Khalilur Rahman Saharanpuri was an Indian Islamic scholar of the Deobandi movement who served as the chancellor of Darul Uloom Nadwatul Ulama from 1905 until 1915. He was secretary general of the same institution, succeeding Masihuzzaman Khan.

== Early life ==
Saharanpuri was born in Saharanpur in the Indian state of Uttar Pradesh. His father was Ahmad Ali Saharanpuri, a teacher of Mahmud Hasan Deobandi.
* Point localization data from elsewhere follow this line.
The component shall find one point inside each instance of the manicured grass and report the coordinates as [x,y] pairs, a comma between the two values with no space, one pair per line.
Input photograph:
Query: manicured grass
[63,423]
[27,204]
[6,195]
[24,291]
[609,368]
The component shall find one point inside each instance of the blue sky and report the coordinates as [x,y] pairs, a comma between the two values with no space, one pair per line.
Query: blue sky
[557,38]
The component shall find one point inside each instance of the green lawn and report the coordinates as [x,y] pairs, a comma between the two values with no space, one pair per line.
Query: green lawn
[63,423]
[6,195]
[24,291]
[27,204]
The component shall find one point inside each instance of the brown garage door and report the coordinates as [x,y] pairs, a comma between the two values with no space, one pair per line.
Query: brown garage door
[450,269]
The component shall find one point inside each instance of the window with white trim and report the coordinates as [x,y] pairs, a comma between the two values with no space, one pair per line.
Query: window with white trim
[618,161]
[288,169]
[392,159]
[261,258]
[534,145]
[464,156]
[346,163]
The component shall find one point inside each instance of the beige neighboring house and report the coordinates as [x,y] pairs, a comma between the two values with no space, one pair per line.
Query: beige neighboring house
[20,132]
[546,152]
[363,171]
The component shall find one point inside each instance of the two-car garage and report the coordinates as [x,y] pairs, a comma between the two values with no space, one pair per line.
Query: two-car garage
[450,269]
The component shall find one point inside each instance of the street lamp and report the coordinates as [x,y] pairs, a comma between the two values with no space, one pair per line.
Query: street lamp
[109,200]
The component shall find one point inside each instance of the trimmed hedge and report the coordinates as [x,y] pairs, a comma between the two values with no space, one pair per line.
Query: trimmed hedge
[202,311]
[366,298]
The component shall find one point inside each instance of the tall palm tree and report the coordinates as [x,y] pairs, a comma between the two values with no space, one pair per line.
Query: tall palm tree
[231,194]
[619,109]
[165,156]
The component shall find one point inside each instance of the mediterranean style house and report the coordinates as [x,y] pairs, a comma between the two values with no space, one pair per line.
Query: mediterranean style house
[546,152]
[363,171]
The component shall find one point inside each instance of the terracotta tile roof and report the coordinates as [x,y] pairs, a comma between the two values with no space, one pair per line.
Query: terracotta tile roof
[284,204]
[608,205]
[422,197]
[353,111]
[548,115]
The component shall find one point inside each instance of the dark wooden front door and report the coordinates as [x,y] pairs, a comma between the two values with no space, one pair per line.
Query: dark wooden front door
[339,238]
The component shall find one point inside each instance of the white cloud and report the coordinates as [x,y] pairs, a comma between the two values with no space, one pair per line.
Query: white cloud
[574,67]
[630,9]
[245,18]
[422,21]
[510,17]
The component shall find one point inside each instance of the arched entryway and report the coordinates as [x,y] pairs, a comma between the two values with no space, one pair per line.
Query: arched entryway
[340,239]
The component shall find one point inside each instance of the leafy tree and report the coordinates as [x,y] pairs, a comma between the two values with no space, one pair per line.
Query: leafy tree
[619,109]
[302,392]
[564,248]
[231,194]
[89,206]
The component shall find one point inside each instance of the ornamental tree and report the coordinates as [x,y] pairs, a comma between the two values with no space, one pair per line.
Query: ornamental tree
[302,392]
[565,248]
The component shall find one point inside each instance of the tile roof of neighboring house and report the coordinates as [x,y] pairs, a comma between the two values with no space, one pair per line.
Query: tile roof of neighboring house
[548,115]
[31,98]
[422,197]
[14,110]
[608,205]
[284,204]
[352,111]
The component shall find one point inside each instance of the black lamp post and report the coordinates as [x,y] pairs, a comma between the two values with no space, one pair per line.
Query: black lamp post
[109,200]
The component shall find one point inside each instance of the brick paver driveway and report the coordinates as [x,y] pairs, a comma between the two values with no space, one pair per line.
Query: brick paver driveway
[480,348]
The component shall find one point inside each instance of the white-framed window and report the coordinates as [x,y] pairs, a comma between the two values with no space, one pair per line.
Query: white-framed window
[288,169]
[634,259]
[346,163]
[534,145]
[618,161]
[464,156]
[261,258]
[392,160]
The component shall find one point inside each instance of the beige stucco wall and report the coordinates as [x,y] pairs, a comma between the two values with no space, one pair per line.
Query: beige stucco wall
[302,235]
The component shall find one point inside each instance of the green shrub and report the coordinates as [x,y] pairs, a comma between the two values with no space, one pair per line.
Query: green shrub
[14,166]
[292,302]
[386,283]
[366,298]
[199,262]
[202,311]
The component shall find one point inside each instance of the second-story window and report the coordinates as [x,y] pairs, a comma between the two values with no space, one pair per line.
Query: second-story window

Saharanpuri received his early education from Mazahir Uloom, studying hadith with his father.

== Career ==
After his father's death in 1879, he worked as a timber merchant.

Beginning in 1893, Saharanpuri was involved in the establishment of Nadwatul Ulama, which aimed to reform the Islamic educational system and better address challenges of the British Raj.

Saharanpuri took part in this movement with fellow Indian Muslim Deobandi scholars such as Shibli Nomani, and Altaf Hussein Hali.

The University Darul Uloom Nadwatul Ulama in Lucknow was founded by the Nadwatul Ulama council in 1898; Saharanpuri served as its chancellor from 1905 to 1915 and Secretary General, succeeding Masihuzzaman Khan.

== Views ==
Saharanpuri opposed teaching English to Indian Muslims as well as British-style education and culture. He was a supporter of the Khilafat movement in the Indian Subcontinent.

== Death and legacy ==
Saharanpuri died on 4 February 1936. His sons Aqilur Rahman Khan Nadvi and Manzurun Nabi also became scholars.